The latest poverty data available from the Census Bureau is for the year 2007. The official poverty rate in the US was 12.5 % in 2007. Put another way, 37.3 million people were living in poverty, up from 36.5 million the previous year.
Source: U.S. Census Bureau
The 37.3 millions does not include people in institutional group quarters (such as prisons or nursing homes), college dormitories, military barracks and living situations without conventional housing (and who are not in shelters). The poverty threshold in 2007 for a couple with two children was $21,027.
The above chart shows that the number of people in poverty has been rising since 2000. The latest population count of the US was 307 million. With the unemployment rate at 9.4% in July and household debt at high levels, more people may be pushed into poverty.
When we compare the rising poverty levels to the income distribution, the correlation is interesting. As the charts below clearly show, the rich are getting richer and the poor are getting poorer.

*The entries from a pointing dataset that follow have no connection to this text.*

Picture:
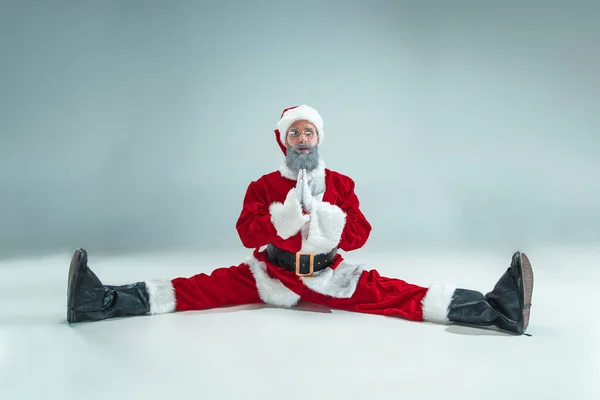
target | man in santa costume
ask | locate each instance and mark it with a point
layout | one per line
(296, 219)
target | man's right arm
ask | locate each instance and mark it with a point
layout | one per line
(260, 221)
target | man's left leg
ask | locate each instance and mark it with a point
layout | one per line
(506, 306)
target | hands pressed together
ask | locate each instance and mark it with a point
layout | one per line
(303, 191)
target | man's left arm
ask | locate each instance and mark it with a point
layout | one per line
(341, 225)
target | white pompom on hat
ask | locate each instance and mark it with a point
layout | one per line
(297, 113)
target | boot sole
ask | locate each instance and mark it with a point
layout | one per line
(76, 270)
(527, 272)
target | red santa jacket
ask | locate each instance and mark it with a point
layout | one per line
(271, 213)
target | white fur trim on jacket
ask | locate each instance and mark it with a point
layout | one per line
(436, 303)
(162, 296)
(327, 223)
(316, 177)
(270, 290)
(340, 282)
(302, 112)
(287, 218)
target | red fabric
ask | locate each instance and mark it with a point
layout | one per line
(235, 285)
(380, 295)
(223, 287)
(281, 146)
(254, 224)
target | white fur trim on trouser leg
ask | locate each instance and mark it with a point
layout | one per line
(340, 282)
(162, 296)
(436, 303)
(271, 290)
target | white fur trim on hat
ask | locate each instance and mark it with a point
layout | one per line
(296, 114)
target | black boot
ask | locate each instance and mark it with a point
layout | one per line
(507, 306)
(89, 300)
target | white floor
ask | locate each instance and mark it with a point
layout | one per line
(307, 353)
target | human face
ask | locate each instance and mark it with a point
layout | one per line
(302, 132)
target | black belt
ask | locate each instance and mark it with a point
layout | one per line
(299, 262)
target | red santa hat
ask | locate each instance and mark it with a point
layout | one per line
(297, 113)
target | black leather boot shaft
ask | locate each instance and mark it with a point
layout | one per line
(90, 300)
(502, 307)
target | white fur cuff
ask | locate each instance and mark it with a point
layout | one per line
(287, 218)
(162, 296)
(326, 227)
(436, 303)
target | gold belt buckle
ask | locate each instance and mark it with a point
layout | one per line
(312, 263)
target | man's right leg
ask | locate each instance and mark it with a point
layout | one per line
(88, 299)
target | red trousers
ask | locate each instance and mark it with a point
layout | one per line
(344, 286)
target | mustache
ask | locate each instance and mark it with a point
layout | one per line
(303, 147)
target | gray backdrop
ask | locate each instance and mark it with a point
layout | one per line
(137, 125)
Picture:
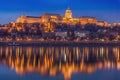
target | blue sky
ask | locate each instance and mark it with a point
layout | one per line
(108, 10)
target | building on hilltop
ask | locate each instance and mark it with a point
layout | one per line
(51, 18)
(57, 18)
(28, 19)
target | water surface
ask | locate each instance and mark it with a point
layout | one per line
(59, 63)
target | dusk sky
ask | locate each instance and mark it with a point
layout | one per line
(108, 10)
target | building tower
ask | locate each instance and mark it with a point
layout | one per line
(68, 14)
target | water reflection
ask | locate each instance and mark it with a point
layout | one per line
(60, 60)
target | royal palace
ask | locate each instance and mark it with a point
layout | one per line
(57, 18)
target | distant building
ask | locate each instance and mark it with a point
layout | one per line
(28, 19)
(87, 20)
(51, 18)
(62, 34)
(102, 23)
(57, 18)
(81, 33)
(48, 34)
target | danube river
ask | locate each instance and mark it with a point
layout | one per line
(59, 63)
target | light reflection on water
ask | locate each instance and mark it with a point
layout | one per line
(53, 60)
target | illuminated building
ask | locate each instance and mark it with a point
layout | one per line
(87, 20)
(48, 18)
(28, 19)
(51, 18)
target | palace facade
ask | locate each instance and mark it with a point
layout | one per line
(57, 18)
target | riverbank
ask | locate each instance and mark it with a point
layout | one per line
(60, 43)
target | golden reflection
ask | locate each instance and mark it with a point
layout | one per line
(65, 60)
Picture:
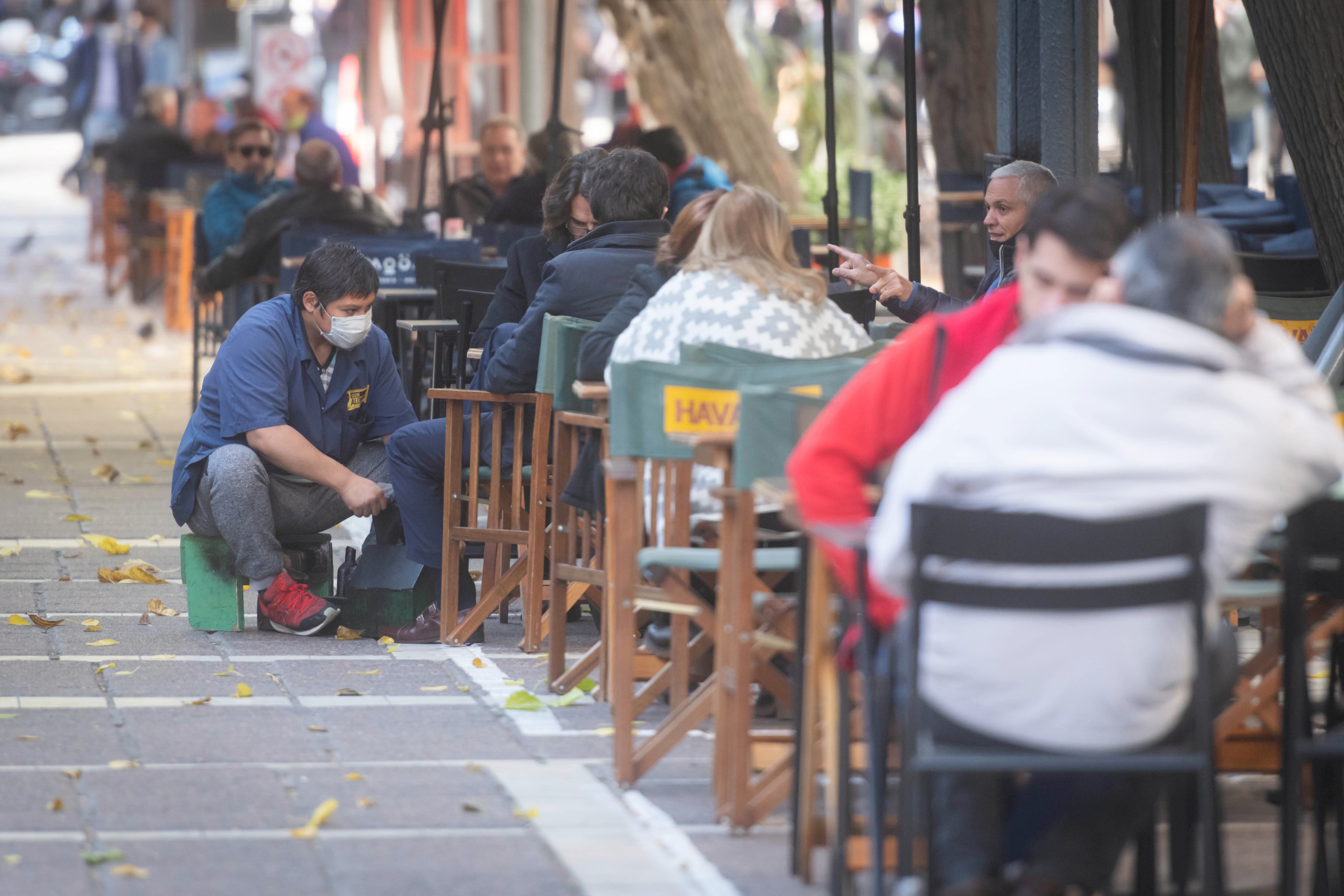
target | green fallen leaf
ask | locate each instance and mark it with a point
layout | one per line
(523, 700)
(565, 699)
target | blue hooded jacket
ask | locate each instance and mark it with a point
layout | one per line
(228, 205)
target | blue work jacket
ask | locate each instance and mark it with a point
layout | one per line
(265, 375)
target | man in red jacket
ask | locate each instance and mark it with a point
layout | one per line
(1062, 250)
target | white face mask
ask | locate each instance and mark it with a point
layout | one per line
(349, 332)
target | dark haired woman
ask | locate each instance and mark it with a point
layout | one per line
(565, 218)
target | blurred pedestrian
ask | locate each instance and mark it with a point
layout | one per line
(151, 143)
(107, 72)
(503, 159)
(303, 117)
(251, 181)
(689, 177)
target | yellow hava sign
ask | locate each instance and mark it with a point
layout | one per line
(687, 409)
(699, 410)
(1300, 330)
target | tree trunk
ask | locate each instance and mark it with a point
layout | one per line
(1216, 165)
(1299, 48)
(959, 41)
(691, 77)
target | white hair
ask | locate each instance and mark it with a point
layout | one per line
(1034, 181)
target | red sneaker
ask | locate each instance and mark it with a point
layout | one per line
(291, 608)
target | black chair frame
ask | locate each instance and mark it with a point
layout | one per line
(987, 537)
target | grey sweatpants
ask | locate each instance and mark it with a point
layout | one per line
(242, 504)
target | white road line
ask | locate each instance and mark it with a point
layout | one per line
(608, 848)
(257, 833)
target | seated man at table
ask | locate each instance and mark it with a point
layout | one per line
(1010, 197)
(627, 193)
(1182, 394)
(319, 202)
(288, 438)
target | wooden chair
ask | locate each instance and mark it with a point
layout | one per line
(651, 406)
(515, 507)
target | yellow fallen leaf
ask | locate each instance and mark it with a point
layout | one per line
(130, 871)
(108, 543)
(324, 811)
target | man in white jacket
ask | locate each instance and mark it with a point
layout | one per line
(1179, 395)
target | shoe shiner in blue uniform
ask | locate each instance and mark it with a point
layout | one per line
(288, 437)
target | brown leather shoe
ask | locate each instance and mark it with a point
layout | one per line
(427, 627)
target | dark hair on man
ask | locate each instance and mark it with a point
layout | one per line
(664, 144)
(630, 185)
(316, 165)
(1092, 218)
(334, 270)
(560, 195)
(246, 127)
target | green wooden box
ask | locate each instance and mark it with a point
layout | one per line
(385, 590)
(216, 590)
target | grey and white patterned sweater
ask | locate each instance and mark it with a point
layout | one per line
(720, 307)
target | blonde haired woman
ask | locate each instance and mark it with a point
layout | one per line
(742, 287)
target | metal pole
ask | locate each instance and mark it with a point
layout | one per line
(832, 201)
(554, 128)
(1194, 96)
(912, 143)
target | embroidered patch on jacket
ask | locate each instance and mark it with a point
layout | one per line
(357, 398)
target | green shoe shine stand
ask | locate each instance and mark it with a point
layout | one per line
(216, 590)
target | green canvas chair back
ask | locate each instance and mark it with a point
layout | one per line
(560, 360)
(716, 354)
(772, 421)
(652, 402)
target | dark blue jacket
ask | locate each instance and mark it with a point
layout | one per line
(527, 260)
(228, 205)
(318, 130)
(701, 178)
(585, 281)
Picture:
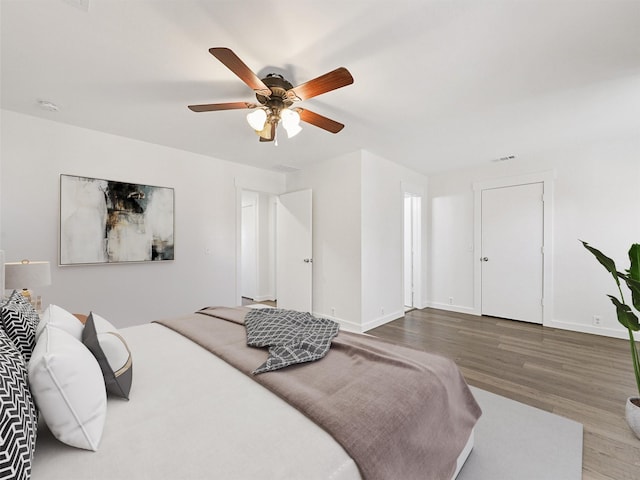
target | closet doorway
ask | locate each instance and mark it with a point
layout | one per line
(412, 250)
(256, 270)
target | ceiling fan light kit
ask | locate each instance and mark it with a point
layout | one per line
(276, 96)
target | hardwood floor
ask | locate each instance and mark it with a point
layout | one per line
(586, 378)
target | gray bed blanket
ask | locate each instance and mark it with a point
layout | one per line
(399, 413)
(292, 337)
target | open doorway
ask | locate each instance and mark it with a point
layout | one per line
(412, 249)
(257, 247)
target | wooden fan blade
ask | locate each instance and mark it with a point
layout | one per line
(338, 78)
(237, 66)
(212, 107)
(319, 121)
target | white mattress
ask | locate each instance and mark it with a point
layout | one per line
(192, 416)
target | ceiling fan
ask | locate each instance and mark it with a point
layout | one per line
(276, 97)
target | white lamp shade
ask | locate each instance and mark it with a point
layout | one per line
(257, 118)
(26, 274)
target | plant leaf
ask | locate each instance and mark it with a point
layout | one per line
(634, 257)
(634, 286)
(626, 316)
(605, 261)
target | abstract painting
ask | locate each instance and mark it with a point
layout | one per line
(104, 221)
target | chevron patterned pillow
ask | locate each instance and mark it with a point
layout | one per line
(18, 414)
(19, 321)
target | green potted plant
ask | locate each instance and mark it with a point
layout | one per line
(627, 317)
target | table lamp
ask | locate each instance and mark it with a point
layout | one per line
(25, 274)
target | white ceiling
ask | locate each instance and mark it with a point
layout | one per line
(438, 84)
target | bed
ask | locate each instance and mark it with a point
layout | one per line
(194, 414)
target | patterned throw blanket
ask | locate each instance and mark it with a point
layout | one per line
(292, 337)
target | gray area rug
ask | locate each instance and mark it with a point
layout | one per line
(514, 441)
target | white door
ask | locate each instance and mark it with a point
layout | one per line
(248, 245)
(512, 252)
(294, 249)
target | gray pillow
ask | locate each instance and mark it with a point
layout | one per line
(112, 353)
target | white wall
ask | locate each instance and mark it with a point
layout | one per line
(357, 237)
(35, 152)
(336, 236)
(383, 238)
(596, 198)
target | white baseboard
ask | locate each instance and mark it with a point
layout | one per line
(264, 298)
(376, 322)
(453, 308)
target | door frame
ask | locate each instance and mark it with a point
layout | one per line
(547, 179)
(419, 260)
(240, 185)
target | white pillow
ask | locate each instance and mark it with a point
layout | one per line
(67, 385)
(60, 318)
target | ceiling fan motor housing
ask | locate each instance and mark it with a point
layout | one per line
(279, 87)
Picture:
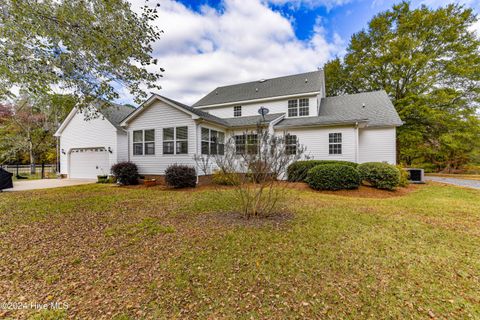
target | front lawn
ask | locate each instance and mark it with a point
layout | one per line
(130, 253)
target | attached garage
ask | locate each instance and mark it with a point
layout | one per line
(88, 163)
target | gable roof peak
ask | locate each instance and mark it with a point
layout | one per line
(301, 83)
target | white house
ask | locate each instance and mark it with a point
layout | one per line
(91, 142)
(358, 127)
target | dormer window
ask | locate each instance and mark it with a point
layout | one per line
(299, 107)
(237, 111)
(303, 107)
(293, 108)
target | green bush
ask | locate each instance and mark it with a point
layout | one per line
(380, 175)
(403, 182)
(125, 173)
(181, 176)
(297, 171)
(333, 177)
(225, 179)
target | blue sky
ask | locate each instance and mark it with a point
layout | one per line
(210, 43)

Source: Striking It Richer. The Evolution of Top Incomes in the United States, by Emmanuel Saez, UC Berkeley
In the past few years, the wealth and income inequality in the US has risen to record levels. During the 2000 presidential campaign in New York, gazing at the diamond-studded $800-a-plate crowd, Presidential candidate George W. Bush commented:
“This is an impressive crowd - the haves and the have-mores,” quipped the GOP standard-bearer. “Some people call you the elite; I call you my base.”